Imported from France to England in the 1790s, the cabriolet was originally a two-seater driven by its owner, with a platform on the rear for a groom to stand on. The vehicle soon came of interest to the hire-trade. Londoners had wanted a faster alternative to the slow, four-wheeled hackney carriages, but the hackney proprietors had an exclusive license to carry passengers in the center of London. In 1805, the first nine cabriolets were granted licenses to ply for hire, but only outside central London and with a limit of two persons, effectively restricting each cabriolet to a single passenger because the driver sat uncomfortably beside his fare. In 1823, 12 cabriolets were licensed and put into service with an awkward seat built off to one side for the driver—increasing the number of paying passengers to two.

Accidents were common because the drivers showed off their new-found speed and would occasionally collide with street posts or other vehicles, causing the passengers to be pitched forward into the road.
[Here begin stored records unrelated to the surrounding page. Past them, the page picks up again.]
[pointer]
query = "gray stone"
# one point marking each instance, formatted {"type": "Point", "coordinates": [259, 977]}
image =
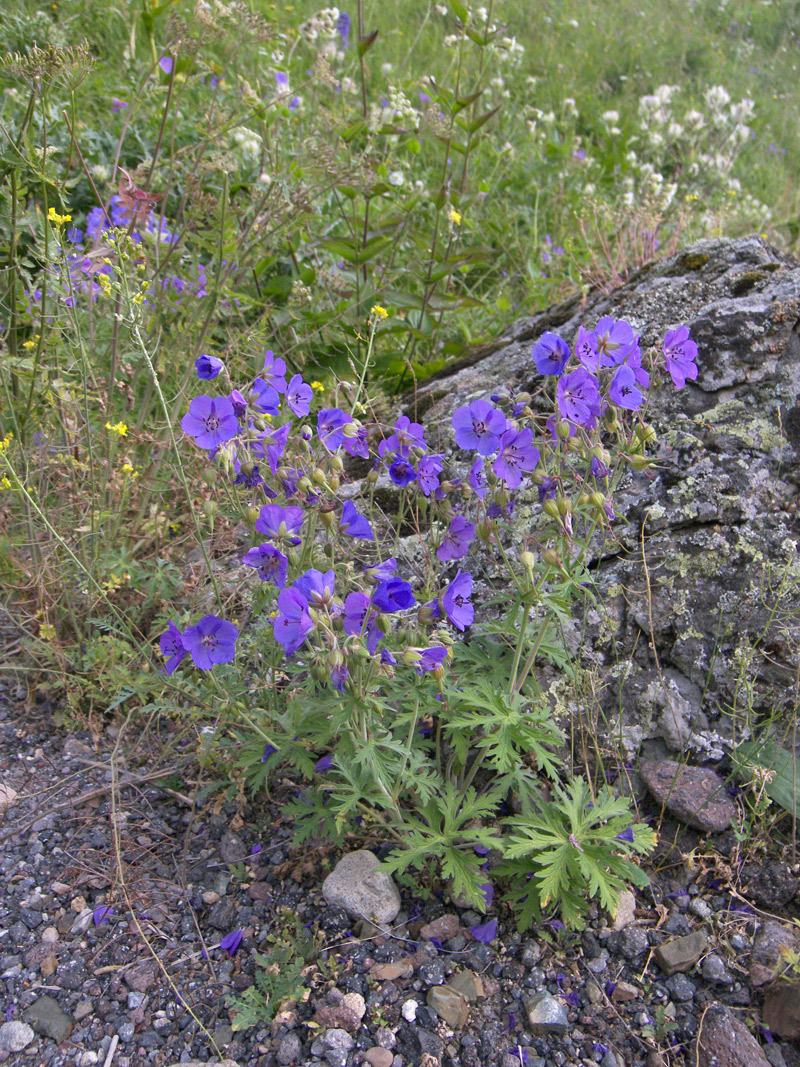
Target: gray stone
{"type": "Point", "coordinates": [449, 1005]}
{"type": "Point", "coordinates": [546, 1015]}
{"type": "Point", "coordinates": [681, 988]}
{"type": "Point", "coordinates": [290, 1050]}
{"type": "Point", "coordinates": [378, 1056]}
{"type": "Point", "coordinates": [718, 505]}
{"type": "Point", "coordinates": [361, 889]}
{"type": "Point", "coordinates": [781, 1010]}
{"type": "Point", "coordinates": [723, 1040]}
{"type": "Point", "coordinates": [15, 1036]}
{"type": "Point", "coordinates": [694, 795]}
{"type": "Point", "coordinates": [681, 954]}
{"type": "Point", "coordinates": [715, 970]}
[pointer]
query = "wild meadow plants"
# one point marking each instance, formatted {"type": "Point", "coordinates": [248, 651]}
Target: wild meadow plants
{"type": "Point", "coordinates": [193, 186]}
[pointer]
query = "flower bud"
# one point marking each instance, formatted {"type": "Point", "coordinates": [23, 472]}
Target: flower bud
{"type": "Point", "coordinates": [485, 530]}
{"type": "Point", "coordinates": [646, 434]}
{"type": "Point", "coordinates": [552, 558]}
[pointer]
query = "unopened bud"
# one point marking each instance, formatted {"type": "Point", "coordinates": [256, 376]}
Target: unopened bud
{"type": "Point", "coordinates": [645, 433]}
{"type": "Point", "coordinates": [484, 529]}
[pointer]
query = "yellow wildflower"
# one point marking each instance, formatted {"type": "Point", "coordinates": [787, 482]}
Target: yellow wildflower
{"type": "Point", "coordinates": [58, 220]}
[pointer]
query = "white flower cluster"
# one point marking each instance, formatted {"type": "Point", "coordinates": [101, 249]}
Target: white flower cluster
{"type": "Point", "coordinates": [320, 26]}
{"type": "Point", "coordinates": [248, 142]}
{"type": "Point", "coordinates": [704, 144]}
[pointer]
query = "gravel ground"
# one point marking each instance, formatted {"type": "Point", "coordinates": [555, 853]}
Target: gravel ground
{"type": "Point", "coordinates": [148, 984]}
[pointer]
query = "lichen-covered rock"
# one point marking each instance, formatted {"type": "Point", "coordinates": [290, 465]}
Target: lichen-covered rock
{"type": "Point", "coordinates": [716, 519]}
{"type": "Point", "coordinates": [694, 795]}
{"type": "Point", "coordinates": [357, 886]}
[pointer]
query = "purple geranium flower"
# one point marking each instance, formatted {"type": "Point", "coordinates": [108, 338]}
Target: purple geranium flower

Several attempts were made to ban the cabriolet as a safety hazard to other users of the roads. The next two-wheel cab to come into popularity was the Hansom cab, which had a lower center of gravity, thus a better safety record. Unlike the cabriolet, its driver sat outside the passenger compartment, behind and above the passengers on a raised seat. Hansoms gradually took over the hire-trade from the cabriolets.